El estudio de la Defensoría del Pueblo, que se basa en hechos concretos, refuerza los informes que ya habían presentado los ministerios de Defensa y del Interior, así como entidades como la Misión de Observación Electoral (MOE), que ya habían alertado sobre el alto riesgo que existía en departamentos como Antioquia, Córdoba, Meta, Nariño, Norte de Santander, Putumayo y todo el andén del Pacífico colombiano con Valle, Chocó y Nariño. La razón: las Farc, el Eln y las bandas criminales, financiados por el narcotráfico, intentan apropiarse del poder local.
Según la MOE, para estos comicios hay 540 municipios bajo riesgo electoral, un incremento cercano al 64% con relación a las pasadas elecciones, si se tiene en cuenta que para 2007 el riesgo se presentaba en 328 municipios.
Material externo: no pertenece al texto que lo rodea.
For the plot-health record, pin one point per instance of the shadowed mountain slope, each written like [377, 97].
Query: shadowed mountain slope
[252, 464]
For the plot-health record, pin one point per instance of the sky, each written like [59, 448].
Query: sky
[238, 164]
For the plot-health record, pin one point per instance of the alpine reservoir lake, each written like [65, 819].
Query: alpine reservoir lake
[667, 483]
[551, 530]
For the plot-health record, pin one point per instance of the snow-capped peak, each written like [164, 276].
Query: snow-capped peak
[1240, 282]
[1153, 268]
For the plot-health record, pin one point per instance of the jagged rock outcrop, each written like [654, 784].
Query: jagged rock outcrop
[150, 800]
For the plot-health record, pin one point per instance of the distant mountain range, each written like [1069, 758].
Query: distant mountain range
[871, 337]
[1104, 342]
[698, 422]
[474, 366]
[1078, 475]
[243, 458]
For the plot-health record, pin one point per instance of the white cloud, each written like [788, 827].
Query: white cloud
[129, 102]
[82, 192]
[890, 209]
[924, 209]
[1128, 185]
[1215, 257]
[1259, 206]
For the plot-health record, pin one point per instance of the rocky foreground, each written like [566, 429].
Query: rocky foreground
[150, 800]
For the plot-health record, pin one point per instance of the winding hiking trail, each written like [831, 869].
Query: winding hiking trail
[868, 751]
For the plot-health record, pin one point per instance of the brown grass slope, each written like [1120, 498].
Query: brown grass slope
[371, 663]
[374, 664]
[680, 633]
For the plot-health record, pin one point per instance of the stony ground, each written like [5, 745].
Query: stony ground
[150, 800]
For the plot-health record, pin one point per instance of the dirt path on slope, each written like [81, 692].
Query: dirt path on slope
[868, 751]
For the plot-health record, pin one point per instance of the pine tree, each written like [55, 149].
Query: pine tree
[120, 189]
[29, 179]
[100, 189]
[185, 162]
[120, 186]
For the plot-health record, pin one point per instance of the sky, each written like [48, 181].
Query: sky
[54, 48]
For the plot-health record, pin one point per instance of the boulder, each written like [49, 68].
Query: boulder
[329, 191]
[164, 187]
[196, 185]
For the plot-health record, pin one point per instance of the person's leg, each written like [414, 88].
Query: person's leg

Esto obedece al incremento de poder de las bacrim y la intervención de la delincuencia común.
Por ahora, el nuevo informe sobre violencia, previa a los comicios, plantea el reto que las autoridades tienen las próximas semanas de asegurar la integridad y la vida de los que, a pesar de las amenazas, siguen en carrera por ocupar un cargo de elección popular.